This example demonstrates how to calculate Message Digest hashes - such as MD5, SHA-1, SHA-256, etc. - for your data.
Get the example files. You can run the example flows in your Tweakstreet workbench to see the solutions in action.
In the most basic case, we’re interested in a hash that is calculated from a single piece of data, such as a name or address field. This can be useful when anonymizing data sets.
In the example file we’re anonymizing the name field by calculating a SHA-1 hash for it.
Basic flow calculating a SHA1 hash
The calculator step is configured with the digest-hash function windget which defines a function that calculates digest hashes for us.
The calculator step calculates the SHA1 hash of the name field
Say we’d like to hash many fields of a record. This is often useful when synchronizing data following an ‘insert-only’ strategy. Say there’s an index table containing hashes only, and we’d use it to quickly check whether a record is already present or not by looking for the record’s hash. We’ll use SHA-256 hashing for our example.
The example file demonstrates two ways to accomplish the same goal
In the example file we’re calculating hashes for a subset of fields: first_name, last_name and gender. This strategy calculates hashes for each field first, puts them in sequence, and hashes the resulting sequence for the final result.
We can implement the hashing field by field like so:
Step by step approach to calculating a compound hash
Note how the hashing function is configured to produce a binary result in this case. We’re keeping the individual field hashes in binary format, and we’re generating a text representation of the final hash only. This is a matter of convention.

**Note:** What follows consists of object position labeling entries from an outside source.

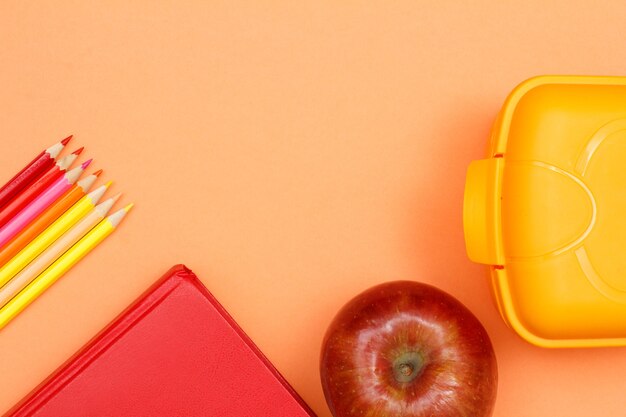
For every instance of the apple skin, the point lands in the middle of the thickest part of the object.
(408, 349)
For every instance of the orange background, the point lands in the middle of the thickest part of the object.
(292, 154)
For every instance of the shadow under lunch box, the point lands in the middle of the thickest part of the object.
(546, 211)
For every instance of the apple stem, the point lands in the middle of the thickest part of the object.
(408, 366)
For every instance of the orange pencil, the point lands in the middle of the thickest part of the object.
(46, 218)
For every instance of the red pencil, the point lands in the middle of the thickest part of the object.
(31, 172)
(28, 194)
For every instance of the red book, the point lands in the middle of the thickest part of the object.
(174, 352)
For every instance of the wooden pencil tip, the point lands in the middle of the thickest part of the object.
(66, 140)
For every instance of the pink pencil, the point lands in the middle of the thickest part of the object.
(40, 203)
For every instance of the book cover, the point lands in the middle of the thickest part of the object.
(174, 352)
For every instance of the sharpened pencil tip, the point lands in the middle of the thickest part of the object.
(66, 140)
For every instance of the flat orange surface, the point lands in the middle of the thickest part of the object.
(292, 154)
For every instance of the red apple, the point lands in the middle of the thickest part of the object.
(407, 349)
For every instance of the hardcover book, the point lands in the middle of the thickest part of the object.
(174, 352)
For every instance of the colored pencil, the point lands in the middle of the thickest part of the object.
(46, 218)
(66, 261)
(52, 233)
(52, 253)
(40, 203)
(31, 172)
(28, 194)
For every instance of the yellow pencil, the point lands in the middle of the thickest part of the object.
(61, 266)
(52, 233)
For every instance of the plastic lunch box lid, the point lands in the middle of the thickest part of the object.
(546, 210)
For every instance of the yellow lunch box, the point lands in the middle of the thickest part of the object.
(546, 211)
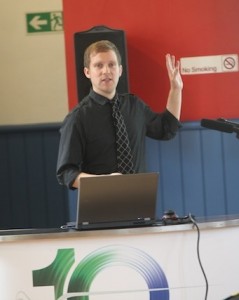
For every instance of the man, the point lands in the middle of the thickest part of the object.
(88, 134)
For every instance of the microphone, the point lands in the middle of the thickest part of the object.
(217, 125)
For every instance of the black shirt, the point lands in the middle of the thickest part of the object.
(87, 141)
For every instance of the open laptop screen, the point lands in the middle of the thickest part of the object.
(107, 200)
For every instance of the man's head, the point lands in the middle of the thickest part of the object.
(102, 65)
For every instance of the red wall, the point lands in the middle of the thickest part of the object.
(153, 28)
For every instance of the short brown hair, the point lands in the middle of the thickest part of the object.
(100, 46)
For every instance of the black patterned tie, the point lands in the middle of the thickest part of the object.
(124, 155)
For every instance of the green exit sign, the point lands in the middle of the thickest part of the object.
(44, 22)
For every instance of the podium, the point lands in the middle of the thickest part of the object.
(157, 262)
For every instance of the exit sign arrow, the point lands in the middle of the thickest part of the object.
(36, 22)
(44, 22)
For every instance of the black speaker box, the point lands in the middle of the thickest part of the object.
(82, 40)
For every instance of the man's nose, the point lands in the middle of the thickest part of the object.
(106, 69)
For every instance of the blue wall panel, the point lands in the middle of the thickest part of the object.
(30, 196)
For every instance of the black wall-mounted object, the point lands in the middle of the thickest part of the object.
(82, 40)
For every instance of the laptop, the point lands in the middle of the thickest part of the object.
(117, 201)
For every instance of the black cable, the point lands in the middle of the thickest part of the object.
(198, 253)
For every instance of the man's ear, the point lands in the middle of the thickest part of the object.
(87, 73)
(121, 70)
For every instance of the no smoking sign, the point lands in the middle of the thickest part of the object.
(229, 63)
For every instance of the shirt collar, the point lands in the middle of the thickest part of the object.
(99, 98)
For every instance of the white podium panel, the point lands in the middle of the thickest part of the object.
(144, 264)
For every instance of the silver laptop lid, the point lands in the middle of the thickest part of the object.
(117, 198)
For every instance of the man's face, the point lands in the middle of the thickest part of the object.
(104, 72)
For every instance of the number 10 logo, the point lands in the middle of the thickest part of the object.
(85, 272)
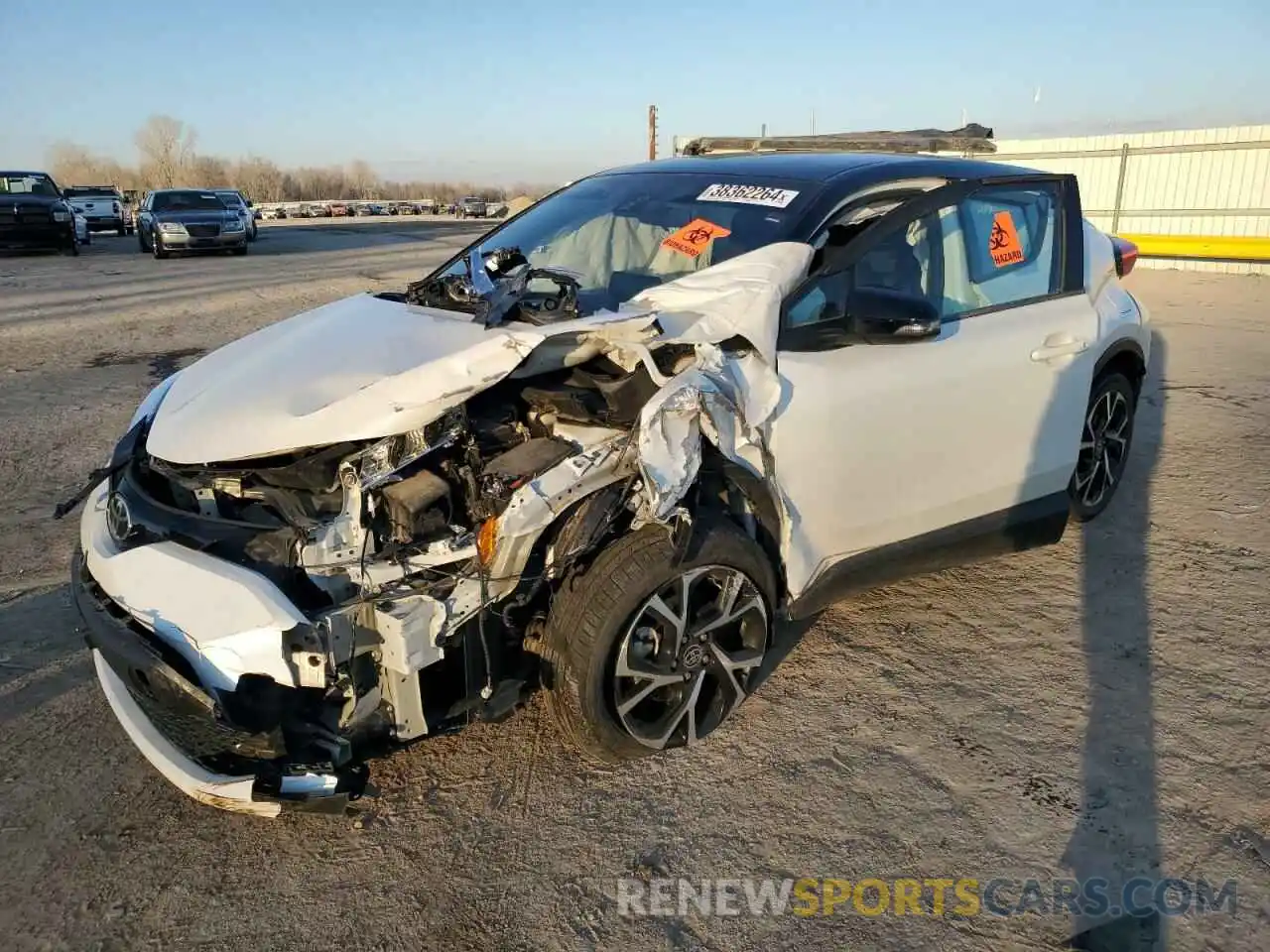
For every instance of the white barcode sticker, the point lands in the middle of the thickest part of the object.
(749, 194)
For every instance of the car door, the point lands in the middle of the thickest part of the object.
(912, 456)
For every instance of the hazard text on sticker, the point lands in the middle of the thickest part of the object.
(1003, 241)
(749, 194)
(695, 238)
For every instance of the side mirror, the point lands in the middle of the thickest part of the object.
(890, 317)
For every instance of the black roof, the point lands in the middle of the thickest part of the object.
(826, 167)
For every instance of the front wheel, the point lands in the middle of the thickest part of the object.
(642, 654)
(1105, 442)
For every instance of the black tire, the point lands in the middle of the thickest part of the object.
(590, 615)
(1106, 436)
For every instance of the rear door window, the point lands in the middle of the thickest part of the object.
(1001, 248)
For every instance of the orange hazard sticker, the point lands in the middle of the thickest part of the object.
(1003, 241)
(695, 238)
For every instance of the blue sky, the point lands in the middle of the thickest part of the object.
(547, 90)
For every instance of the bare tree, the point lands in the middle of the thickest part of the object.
(362, 180)
(168, 158)
(72, 164)
(167, 149)
(204, 172)
(258, 179)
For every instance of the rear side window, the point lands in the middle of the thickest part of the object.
(1000, 248)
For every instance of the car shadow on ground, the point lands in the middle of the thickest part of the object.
(1116, 837)
(42, 651)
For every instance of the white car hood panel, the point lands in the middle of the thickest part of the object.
(357, 368)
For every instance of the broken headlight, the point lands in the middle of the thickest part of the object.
(377, 463)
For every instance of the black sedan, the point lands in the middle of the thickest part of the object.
(189, 220)
(33, 213)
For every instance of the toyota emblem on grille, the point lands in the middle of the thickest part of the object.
(118, 520)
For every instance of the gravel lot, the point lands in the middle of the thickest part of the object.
(1095, 708)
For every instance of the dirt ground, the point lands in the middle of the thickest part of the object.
(1097, 708)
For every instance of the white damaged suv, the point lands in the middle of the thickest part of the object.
(604, 452)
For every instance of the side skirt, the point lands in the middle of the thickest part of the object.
(1039, 522)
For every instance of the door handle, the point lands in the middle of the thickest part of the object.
(1053, 349)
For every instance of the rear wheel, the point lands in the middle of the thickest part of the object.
(644, 655)
(1105, 442)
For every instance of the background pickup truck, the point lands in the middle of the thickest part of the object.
(104, 207)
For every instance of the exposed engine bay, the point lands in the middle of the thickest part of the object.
(377, 589)
(394, 546)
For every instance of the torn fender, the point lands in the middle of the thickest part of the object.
(358, 368)
(726, 397)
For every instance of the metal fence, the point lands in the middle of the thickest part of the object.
(1197, 199)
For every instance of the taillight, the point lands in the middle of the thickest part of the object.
(1125, 255)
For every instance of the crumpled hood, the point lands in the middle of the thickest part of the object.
(363, 367)
(357, 368)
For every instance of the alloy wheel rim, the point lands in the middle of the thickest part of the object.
(1103, 448)
(689, 655)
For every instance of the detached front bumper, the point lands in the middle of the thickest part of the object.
(37, 235)
(181, 241)
(199, 738)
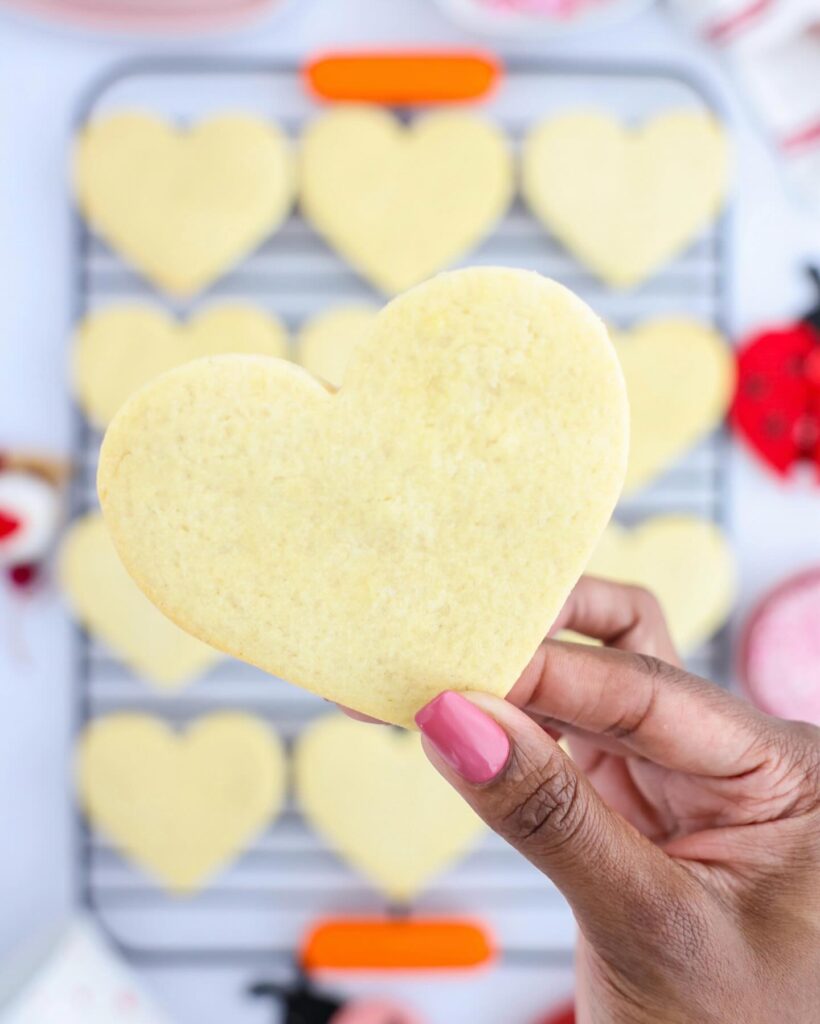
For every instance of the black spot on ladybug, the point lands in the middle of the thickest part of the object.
(301, 1004)
(794, 366)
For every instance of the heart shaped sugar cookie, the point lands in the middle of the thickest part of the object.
(327, 342)
(183, 206)
(120, 348)
(418, 530)
(399, 203)
(623, 201)
(110, 604)
(180, 805)
(686, 562)
(680, 379)
(374, 797)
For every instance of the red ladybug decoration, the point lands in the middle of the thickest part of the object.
(777, 406)
(565, 1015)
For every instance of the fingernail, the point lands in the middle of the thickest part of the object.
(472, 742)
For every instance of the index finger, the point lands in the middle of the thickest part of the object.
(620, 615)
(653, 709)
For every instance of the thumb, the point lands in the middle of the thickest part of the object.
(519, 780)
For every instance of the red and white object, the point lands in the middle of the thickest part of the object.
(773, 47)
(147, 15)
(29, 516)
(541, 17)
(31, 506)
(780, 651)
(82, 981)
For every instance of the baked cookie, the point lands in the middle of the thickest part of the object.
(120, 348)
(680, 377)
(402, 203)
(180, 805)
(686, 562)
(183, 206)
(109, 603)
(328, 340)
(375, 799)
(418, 530)
(626, 201)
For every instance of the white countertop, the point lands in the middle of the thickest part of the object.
(41, 75)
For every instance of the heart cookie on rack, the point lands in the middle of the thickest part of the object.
(374, 797)
(111, 605)
(120, 348)
(680, 377)
(626, 201)
(327, 341)
(183, 206)
(686, 562)
(418, 530)
(401, 203)
(181, 806)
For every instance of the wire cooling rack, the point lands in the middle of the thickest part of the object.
(258, 909)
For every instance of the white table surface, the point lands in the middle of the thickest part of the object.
(41, 75)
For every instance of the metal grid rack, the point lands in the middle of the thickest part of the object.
(288, 879)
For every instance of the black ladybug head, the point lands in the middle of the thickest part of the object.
(813, 316)
(301, 1005)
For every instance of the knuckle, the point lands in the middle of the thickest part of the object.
(544, 803)
(645, 601)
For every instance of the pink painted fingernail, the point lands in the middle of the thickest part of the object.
(469, 740)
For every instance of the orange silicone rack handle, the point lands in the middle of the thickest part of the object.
(402, 78)
(379, 944)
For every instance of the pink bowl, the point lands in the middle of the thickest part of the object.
(780, 650)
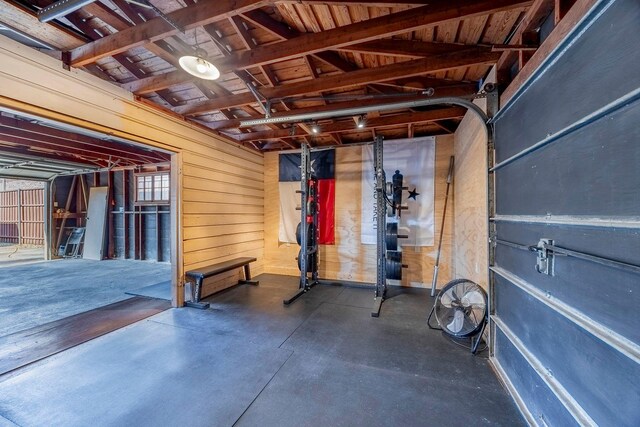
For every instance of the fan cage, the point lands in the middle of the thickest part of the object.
(461, 308)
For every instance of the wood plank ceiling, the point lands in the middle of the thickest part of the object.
(302, 56)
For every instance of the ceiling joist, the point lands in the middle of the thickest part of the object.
(438, 12)
(354, 78)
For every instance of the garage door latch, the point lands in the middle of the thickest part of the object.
(545, 260)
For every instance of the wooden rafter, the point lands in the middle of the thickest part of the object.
(440, 11)
(156, 29)
(38, 136)
(358, 102)
(406, 48)
(348, 125)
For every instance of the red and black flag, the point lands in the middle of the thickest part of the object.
(323, 169)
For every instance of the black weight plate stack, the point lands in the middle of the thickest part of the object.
(391, 236)
(310, 236)
(310, 261)
(394, 265)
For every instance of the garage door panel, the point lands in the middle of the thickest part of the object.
(542, 403)
(591, 172)
(622, 244)
(583, 286)
(595, 374)
(574, 89)
(579, 325)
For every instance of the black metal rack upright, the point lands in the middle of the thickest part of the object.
(308, 210)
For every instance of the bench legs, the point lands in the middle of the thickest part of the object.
(196, 289)
(196, 293)
(247, 277)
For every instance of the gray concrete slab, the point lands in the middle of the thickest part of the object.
(148, 374)
(315, 390)
(6, 423)
(13, 255)
(35, 294)
(254, 314)
(399, 343)
(160, 290)
(248, 359)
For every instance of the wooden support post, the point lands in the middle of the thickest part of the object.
(110, 225)
(19, 217)
(561, 7)
(158, 247)
(125, 209)
(528, 38)
(48, 220)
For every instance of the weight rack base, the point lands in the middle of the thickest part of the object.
(377, 305)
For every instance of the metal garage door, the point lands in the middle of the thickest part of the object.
(566, 311)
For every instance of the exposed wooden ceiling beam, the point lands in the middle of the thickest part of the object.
(438, 12)
(25, 21)
(407, 48)
(19, 151)
(363, 102)
(376, 3)
(202, 13)
(349, 125)
(263, 20)
(353, 78)
(532, 20)
(74, 143)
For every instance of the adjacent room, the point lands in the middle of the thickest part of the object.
(311, 213)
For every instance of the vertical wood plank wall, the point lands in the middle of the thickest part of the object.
(471, 232)
(222, 193)
(348, 259)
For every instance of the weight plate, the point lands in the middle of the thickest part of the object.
(310, 261)
(310, 236)
(393, 264)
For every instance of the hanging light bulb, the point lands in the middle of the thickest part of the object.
(201, 66)
(197, 65)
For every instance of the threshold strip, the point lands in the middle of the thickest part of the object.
(29, 346)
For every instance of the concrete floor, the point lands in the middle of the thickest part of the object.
(37, 293)
(250, 361)
(12, 255)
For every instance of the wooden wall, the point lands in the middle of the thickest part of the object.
(471, 231)
(221, 184)
(348, 259)
(470, 202)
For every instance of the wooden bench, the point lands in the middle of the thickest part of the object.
(198, 276)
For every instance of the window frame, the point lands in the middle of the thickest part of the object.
(153, 189)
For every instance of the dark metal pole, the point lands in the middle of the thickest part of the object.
(444, 215)
(381, 213)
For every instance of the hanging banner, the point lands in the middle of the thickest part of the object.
(415, 159)
(322, 167)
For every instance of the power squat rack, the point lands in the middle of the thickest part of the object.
(389, 258)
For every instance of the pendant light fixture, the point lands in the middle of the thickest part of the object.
(197, 65)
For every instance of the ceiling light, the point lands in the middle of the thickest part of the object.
(197, 65)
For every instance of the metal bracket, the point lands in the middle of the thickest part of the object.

If another party needs to be able to replicate the hashing process, we need to be clear whether we hashed over the bytes of the intermediate hashes directly or over their hex string representation.
The step uses bin.concat to form a bigger binary value from the individual hashes, and hashes over that result again.
The resulting hash is converted to a hex string using bin.to_hex.
To use these functions from the standard library, the flow needs to import them in its flow properties screen.
The example file has another branch which approaches the fields selected for hashing more generically.
The calculator step defines a function that extracts the configured fields and generates the corresponding
hash from a given row.
To do that it keeps a list of field names, maps over that list extracting and hashing the field values from any given row.
An approach like this makes the solution better suited to solutions where the field names to hash might come from a flow parameter, or even with the data itself.
More generic approach to calculating a compound hash
Sometimes we’re given a hash, and we need to verify that it matches the data we got. We do this by re-computing the hash from the data and check for equality with the hash we’ve been given.
In the example file we’re given records as binary blocks, and each block comes with its own MD5 hash acting as a checksum. We need to verify that each block’s MD5 hash matches and filter out blocks that have problems.
Flow verifying MD5 checksums
The calculator step computes the MD5 hash of the binary data blocks. We define our digest hash widget to provide us with an MD5 function this time.
Calculator re-computing MD5 checksums
Once we have computed a MD5 checksum of our own we can check whether it equals the MD5 checksum given to us in the source.
Filter step checks for equality of MD5 checksums